P. Gallico Snow Goose 42: [British speaker] ‘Jerry [...] give us shrapnel and ‘e give us H. E. an’ ’e peppers us from the bloomin’ hatmosphere with Jittersmiths’.
[US]T. Thursday ‘License for Theft’ Ten Detective Aces Sept. 🌐 All you have to do in order to save your fat body from a condition resembling a sieve, due to a large peppering of lead, is to remain quiet.
[US](con. 1940s) G. Mandel Wax Boom 193: The whole Kraut army’ll pepper you.
Csonka & Kiick Always on the Run 42: We’d pepper the cars [with snowballs] until somebody called the police.
[UK]Section Boyz ‘Trapping Ain’t Dead’ 🎵 Manaman ah pepper man easy.
[UK]G. Krauze What They Was 199: Couple man went to smoke one yout, they blatantly peppered the brer, let off a full clip.
[US]F. Bill Back to the Dirt 84: Had to pepper his ass.

3. to tease, to deceive [SE throw pepper in someone’s eyes].

[UK]F. Fane Love in the Dark III i: I cannot chuse but laugh at him. How his Wife pepper’d him!
[UK]Dickens Martin Chuzzlewit (1995) 359: If he could only have been one of his own forefathers, he said, wouldn’t he have peppered that same Lion, and been to him another Brute Tamer with a wire whip.

In compounds

pepper gun (n.)

(US) a shotgun (which sprays its shot) rather than a rifle or pistol.
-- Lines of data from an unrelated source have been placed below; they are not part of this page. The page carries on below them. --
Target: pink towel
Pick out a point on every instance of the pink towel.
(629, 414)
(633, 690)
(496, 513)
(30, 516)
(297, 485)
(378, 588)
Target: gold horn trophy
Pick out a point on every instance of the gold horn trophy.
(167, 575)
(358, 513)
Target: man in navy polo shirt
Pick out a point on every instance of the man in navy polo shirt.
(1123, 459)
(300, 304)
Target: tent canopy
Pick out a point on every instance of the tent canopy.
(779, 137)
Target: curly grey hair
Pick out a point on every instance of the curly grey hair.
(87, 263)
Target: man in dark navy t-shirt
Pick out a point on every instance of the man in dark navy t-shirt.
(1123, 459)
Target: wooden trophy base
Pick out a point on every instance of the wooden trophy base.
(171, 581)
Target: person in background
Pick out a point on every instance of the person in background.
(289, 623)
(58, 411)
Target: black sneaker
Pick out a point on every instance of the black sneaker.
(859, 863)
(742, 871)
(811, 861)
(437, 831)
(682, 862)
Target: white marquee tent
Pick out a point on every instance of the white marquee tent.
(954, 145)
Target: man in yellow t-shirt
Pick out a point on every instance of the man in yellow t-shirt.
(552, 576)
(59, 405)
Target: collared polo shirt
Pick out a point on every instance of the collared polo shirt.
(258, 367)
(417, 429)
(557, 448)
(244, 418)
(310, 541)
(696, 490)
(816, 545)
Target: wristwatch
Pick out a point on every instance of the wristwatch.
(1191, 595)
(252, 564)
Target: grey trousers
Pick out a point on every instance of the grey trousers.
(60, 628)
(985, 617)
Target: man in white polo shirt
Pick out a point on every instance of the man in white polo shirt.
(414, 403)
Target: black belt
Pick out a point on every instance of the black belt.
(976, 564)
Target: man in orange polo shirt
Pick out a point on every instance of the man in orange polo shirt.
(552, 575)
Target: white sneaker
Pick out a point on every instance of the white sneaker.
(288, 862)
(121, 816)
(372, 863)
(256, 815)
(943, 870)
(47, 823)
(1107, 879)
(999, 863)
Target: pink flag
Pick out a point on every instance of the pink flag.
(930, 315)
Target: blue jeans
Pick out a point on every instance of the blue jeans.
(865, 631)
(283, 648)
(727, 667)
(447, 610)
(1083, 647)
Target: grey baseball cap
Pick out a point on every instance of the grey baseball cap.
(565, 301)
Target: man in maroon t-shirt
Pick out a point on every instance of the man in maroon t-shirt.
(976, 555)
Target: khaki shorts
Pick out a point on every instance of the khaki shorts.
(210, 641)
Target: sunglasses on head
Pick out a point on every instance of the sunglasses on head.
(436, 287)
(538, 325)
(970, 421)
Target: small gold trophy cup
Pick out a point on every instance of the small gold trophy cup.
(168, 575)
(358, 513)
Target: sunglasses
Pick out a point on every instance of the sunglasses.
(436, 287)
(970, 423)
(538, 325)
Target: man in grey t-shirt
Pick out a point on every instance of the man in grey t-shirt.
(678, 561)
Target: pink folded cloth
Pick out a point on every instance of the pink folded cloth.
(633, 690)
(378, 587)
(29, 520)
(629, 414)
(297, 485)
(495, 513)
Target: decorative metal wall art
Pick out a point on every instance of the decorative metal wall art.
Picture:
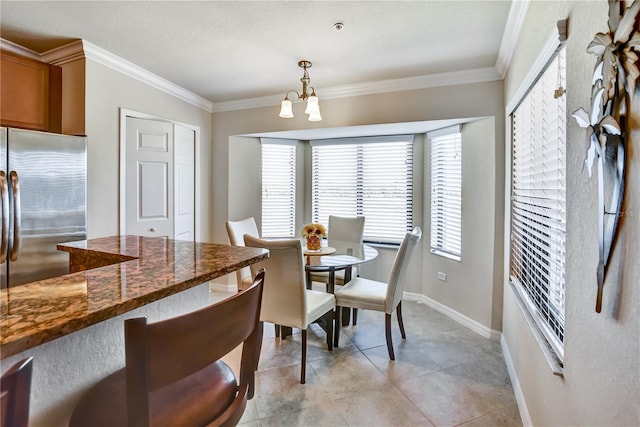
(614, 83)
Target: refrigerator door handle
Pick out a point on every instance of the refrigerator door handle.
(17, 216)
(4, 196)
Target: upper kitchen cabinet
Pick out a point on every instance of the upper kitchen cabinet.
(31, 93)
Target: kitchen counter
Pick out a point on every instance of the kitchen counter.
(110, 276)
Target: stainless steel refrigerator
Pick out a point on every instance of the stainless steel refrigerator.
(43, 187)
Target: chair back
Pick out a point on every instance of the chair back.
(398, 277)
(345, 234)
(284, 300)
(164, 352)
(15, 391)
(236, 231)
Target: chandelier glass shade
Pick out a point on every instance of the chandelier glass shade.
(307, 94)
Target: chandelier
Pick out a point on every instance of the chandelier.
(313, 109)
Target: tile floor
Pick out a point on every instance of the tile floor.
(444, 375)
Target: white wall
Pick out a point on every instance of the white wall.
(601, 383)
(480, 274)
(107, 91)
(473, 287)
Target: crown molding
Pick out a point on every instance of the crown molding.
(479, 75)
(83, 49)
(63, 54)
(110, 60)
(515, 20)
(18, 50)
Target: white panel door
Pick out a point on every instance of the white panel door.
(149, 178)
(184, 183)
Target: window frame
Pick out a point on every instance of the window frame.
(446, 192)
(553, 353)
(282, 164)
(368, 152)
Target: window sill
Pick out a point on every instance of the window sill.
(549, 354)
(446, 255)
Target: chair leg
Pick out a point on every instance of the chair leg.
(329, 317)
(303, 369)
(259, 347)
(336, 329)
(387, 325)
(400, 322)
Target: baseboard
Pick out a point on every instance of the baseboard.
(222, 287)
(454, 315)
(517, 390)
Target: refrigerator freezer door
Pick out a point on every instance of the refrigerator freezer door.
(4, 199)
(50, 170)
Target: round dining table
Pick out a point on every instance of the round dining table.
(330, 262)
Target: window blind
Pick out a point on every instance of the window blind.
(278, 188)
(446, 192)
(370, 177)
(538, 197)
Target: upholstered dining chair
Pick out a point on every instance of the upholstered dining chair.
(380, 296)
(15, 391)
(174, 374)
(346, 235)
(236, 231)
(286, 300)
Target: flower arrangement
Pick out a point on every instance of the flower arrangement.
(314, 233)
(608, 125)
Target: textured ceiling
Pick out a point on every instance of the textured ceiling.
(234, 50)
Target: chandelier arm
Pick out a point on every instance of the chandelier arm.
(298, 97)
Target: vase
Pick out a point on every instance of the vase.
(313, 243)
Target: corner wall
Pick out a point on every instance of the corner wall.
(484, 186)
(107, 91)
(601, 382)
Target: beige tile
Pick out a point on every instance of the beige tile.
(446, 399)
(348, 373)
(380, 407)
(278, 390)
(320, 415)
(411, 361)
(444, 374)
(506, 417)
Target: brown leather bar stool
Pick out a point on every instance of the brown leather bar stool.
(174, 375)
(15, 390)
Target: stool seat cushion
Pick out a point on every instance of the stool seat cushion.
(194, 400)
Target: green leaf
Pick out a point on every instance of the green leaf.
(598, 44)
(632, 71)
(625, 27)
(614, 14)
(582, 117)
(634, 41)
(591, 156)
(610, 125)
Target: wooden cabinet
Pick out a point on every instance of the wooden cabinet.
(31, 93)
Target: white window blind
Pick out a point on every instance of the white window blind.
(446, 192)
(278, 188)
(370, 177)
(538, 213)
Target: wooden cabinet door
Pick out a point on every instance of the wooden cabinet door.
(31, 93)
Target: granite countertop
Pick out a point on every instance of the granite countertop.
(141, 270)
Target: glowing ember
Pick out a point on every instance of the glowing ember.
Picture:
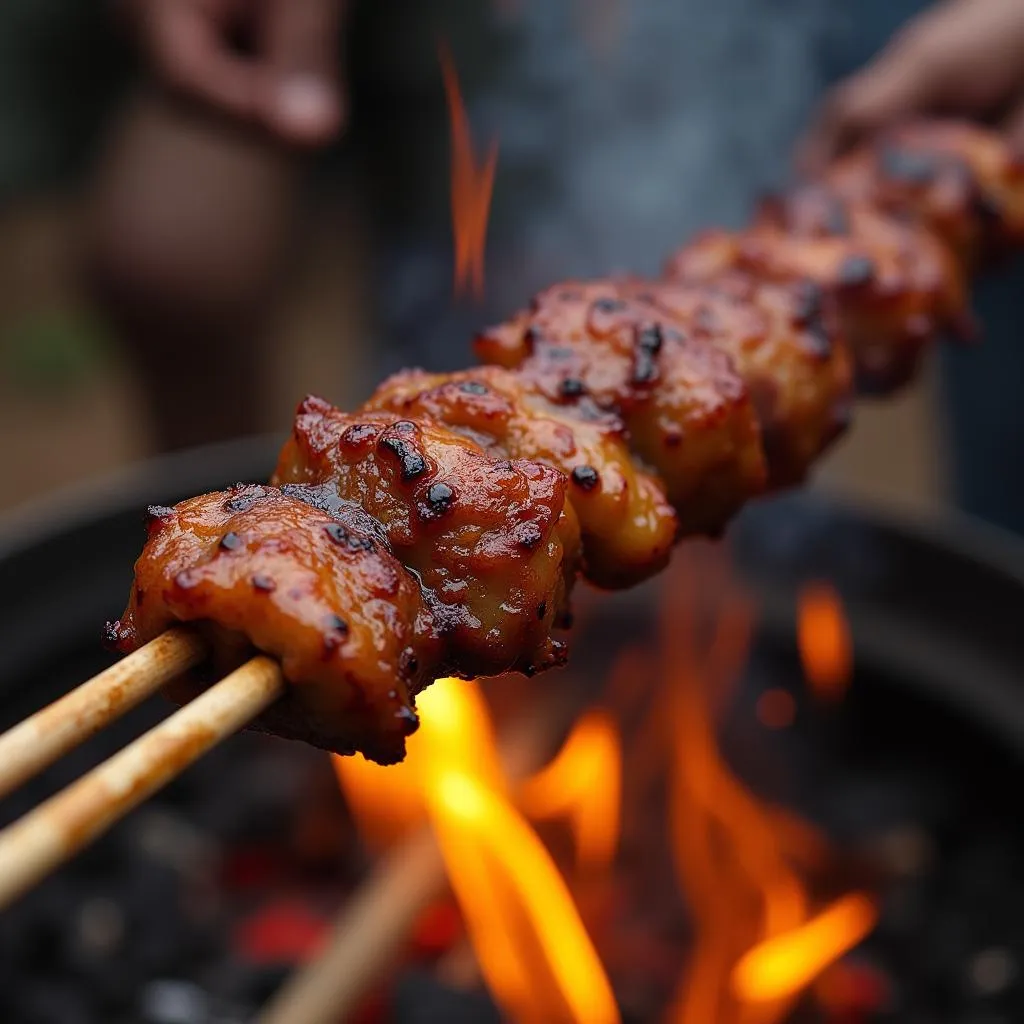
(740, 861)
(471, 187)
(776, 709)
(787, 963)
(584, 784)
(526, 934)
(388, 802)
(823, 637)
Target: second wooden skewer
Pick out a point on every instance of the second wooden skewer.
(45, 838)
(38, 741)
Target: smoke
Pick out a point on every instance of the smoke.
(611, 157)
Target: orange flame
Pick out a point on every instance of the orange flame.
(471, 186)
(734, 854)
(787, 963)
(823, 637)
(526, 933)
(584, 784)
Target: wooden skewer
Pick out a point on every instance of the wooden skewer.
(38, 741)
(41, 841)
(373, 925)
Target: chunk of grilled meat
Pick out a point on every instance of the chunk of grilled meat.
(316, 587)
(627, 522)
(787, 349)
(960, 179)
(688, 413)
(493, 540)
(894, 285)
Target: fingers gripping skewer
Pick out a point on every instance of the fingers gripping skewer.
(38, 741)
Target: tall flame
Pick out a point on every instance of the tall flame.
(783, 965)
(472, 185)
(526, 933)
(823, 637)
(757, 943)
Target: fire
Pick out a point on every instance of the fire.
(583, 783)
(472, 185)
(823, 637)
(787, 963)
(526, 934)
(761, 936)
(757, 944)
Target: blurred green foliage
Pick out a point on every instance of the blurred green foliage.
(53, 351)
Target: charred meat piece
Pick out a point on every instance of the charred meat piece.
(628, 524)
(686, 410)
(314, 585)
(494, 540)
(893, 285)
(787, 349)
(961, 180)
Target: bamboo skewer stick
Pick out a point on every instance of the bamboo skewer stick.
(41, 841)
(38, 741)
(373, 926)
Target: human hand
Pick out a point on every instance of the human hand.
(286, 78)
(963, 57)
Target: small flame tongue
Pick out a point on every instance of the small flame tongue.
(526, 934)
(472, 185)
(824, 641)
(757, 944)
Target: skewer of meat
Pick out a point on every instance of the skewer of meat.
(615, 417)
(439, 529)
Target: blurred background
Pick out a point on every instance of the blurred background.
(147, 252)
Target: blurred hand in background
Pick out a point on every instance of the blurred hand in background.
(195, 208)
(962, 57)
(271, 62)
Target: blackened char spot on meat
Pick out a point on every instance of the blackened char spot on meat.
(648, 340)
(408, 664)
(408, 718)
(413, 463)
(528, 536)
(246, 499)
(986, 209)
(910, 166)
(807, 307)
(439, 496)
(836, 221)
(586, 477)
(345, 539)
(855, 271)
(114, 633)
(157, 514)
(817, 340)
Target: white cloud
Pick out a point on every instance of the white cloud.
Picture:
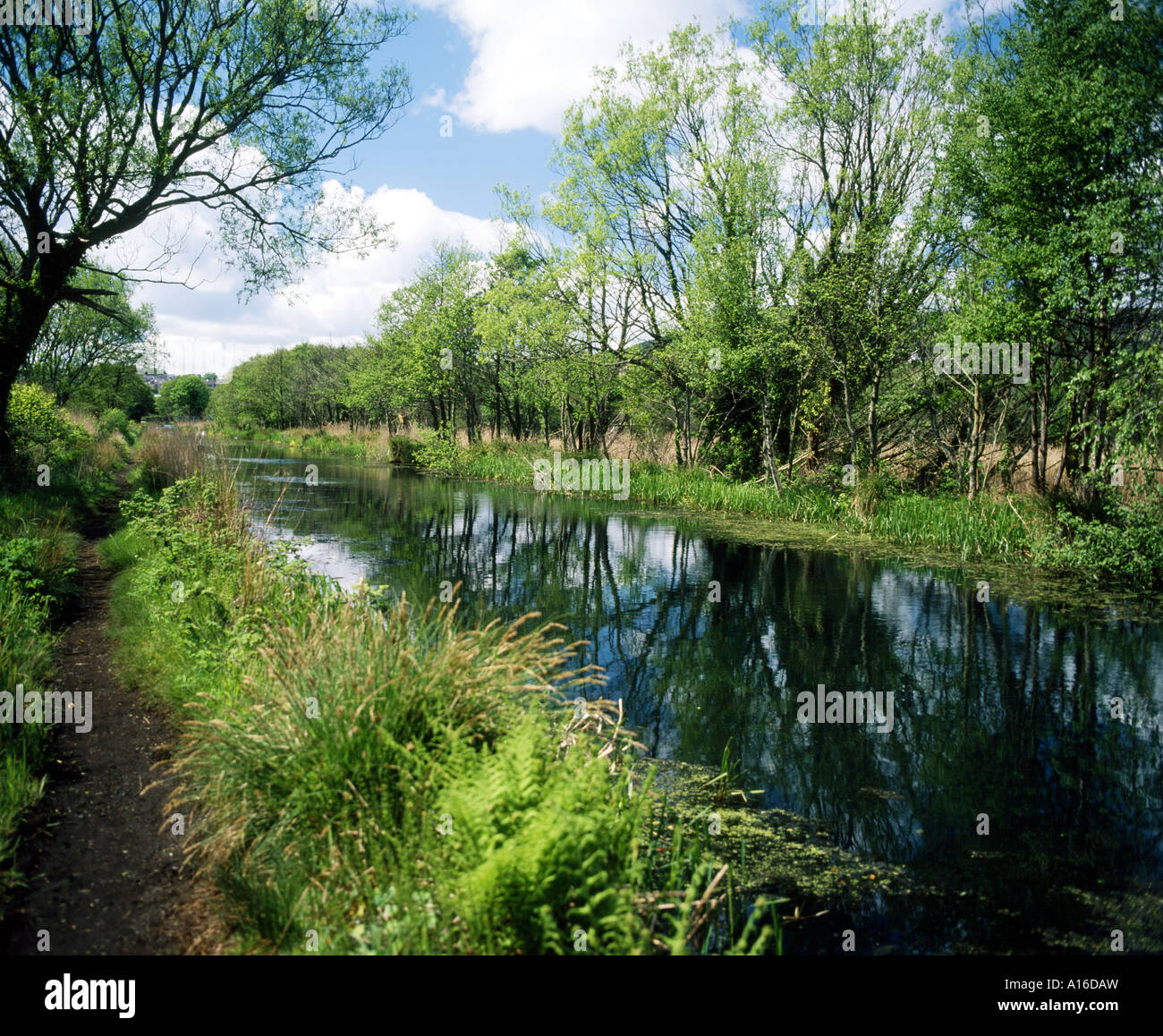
(208, 329)
(531, 58)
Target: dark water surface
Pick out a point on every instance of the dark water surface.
(1000, 709)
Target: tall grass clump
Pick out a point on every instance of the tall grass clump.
(167, 454)
(38, 569)
(384, 779)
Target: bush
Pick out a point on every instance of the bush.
(115, 420)
(1129, 546)
(39, 429)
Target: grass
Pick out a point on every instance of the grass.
(38, 552)
(336, 439)
(376, 777)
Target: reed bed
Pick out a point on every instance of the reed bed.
(370, 776)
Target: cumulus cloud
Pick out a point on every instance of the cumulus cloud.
(208, 329)
(531, 58)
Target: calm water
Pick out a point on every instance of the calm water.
(1001, 709)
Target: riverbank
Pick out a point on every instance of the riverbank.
(1123, 546)
(62, 484)
(369, 777)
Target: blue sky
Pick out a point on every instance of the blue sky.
(503, 72)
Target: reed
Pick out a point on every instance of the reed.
(388, 777)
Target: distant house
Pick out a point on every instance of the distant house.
(156, 379)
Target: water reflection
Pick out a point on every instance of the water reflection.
(1000, 709)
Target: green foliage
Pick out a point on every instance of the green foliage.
(185, 396)
(115, 420)
(327, 765)
(38, 565)
(1127, 546)
(115, 386)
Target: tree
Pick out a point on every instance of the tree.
(115, 386)
(1058, 169)
(240, 107)
(76, 338)
(185, 396)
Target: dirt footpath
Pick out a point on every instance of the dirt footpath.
(100, 869)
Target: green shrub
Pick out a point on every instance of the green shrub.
(115, 420)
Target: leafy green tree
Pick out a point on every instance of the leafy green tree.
(1057, 169)
(240, 107)
(185, 396)
(76, 338)
(115, 386)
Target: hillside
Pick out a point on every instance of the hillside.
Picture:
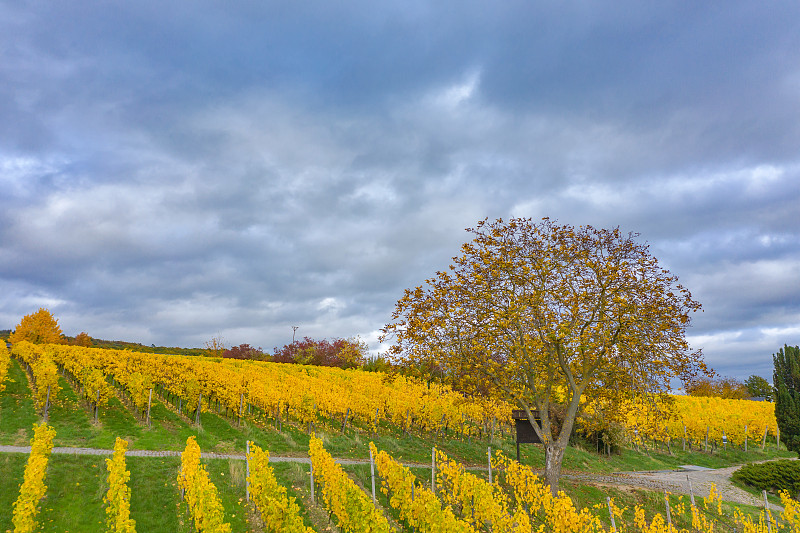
(76, 483)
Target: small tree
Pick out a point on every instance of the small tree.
(216, 346)
(82, 339)
(551, 318)
(786, 379)
(342, 353)
(244, 351)
(39, 328)
(758, 387)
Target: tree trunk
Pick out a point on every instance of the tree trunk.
(553, 456)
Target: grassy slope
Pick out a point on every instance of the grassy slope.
(76, 484)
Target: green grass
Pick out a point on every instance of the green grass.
(76, 484)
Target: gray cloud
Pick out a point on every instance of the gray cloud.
(171, 173)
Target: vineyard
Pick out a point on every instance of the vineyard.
(129, 402)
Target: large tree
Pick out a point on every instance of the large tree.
(786, 379)
(39, 328)
(552, 318)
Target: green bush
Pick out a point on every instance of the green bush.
(772, 476)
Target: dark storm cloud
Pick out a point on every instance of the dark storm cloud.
(174, 171)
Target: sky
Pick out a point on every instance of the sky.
(175, 171)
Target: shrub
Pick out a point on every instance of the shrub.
(773, 476)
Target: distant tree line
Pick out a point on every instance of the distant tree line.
(341, 353)
(731, 388)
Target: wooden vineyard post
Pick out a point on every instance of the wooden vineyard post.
(197, 413)
(489, 454)
(97, 406)
(313, 496)
(47, 404)
(372, 472)
(666, 502)
(149, 401)
(433, 470)
(611, 514)
(247, 472)
(766, 512)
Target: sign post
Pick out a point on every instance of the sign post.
(525, 432)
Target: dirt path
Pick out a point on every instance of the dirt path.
(673, 481)
(699, 479)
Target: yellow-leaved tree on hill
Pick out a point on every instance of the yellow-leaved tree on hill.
(39, 328)
(551, 318)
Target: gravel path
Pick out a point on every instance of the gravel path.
(698, 478)
(672, 481)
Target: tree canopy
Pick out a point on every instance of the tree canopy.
(39, 328)
(786, 379)
(549, 316)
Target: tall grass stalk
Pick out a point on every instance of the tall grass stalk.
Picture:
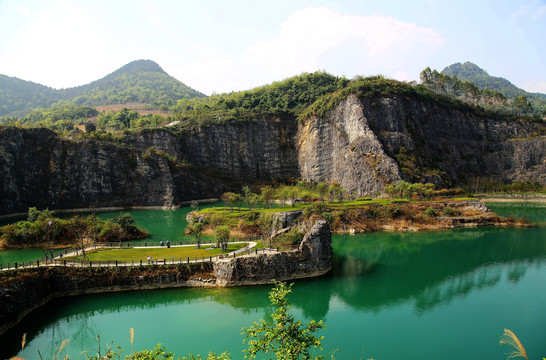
(510, 339)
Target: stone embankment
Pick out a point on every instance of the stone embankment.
(22, 291)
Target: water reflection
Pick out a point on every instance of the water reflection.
(444, 266)
(372, 274)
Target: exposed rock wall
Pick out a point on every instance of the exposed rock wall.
(342, 147)
(259, 149)
(356, 145)
(312, 258)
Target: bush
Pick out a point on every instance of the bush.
(431, 212)
(449, 211)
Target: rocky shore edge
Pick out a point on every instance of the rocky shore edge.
(25, 290)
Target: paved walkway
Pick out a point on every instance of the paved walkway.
(61, 261)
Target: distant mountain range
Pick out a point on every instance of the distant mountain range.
(145, 82)
(468, 71)
(141, 81)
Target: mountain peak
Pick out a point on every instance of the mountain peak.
(139, 66)
(464, 70)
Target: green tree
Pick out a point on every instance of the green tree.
(195, 228)
(222, 236)
(247, 193)
(285, 337)
(267, 195)
(522, 105)
(322, 189)
(266, 226)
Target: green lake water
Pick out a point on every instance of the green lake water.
(427, 295)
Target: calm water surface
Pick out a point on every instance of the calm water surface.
(427, 295)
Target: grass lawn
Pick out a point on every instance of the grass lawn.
(156, 253)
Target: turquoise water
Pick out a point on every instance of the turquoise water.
(427, 295)
(162, 225)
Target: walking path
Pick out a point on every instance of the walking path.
(62, 261)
[US]D.R. Pollock Devil All the Time 140: [H]e still didn’t think much of handguns. He’d rather have a pepper gun or a rifle any day.
pepper-proof (adj.)

(temporarily) free of venereal disease.

[UK]R. Brome Mad Couple Well Match’d I i: A pepper-corne a quarter, if shee be Pepper-proofe.
[UK]J. Ray Proverbs (2nd edn) 88: He is not pepper-proof.
[UK]B.E. Dict. Canting Crew n.p.: Pepper-proof not Clapt or Poxt pepperd off.
[UK]New Canting Dict. [as cit. c.1698].
[UK]Swift Polite Conversation 63: lord sp.: My Lord, this Venison is plaguily pepper’d. your Cook has a heavy Hand. lord. sm.: My Lord, I hope you are Pepper Proof.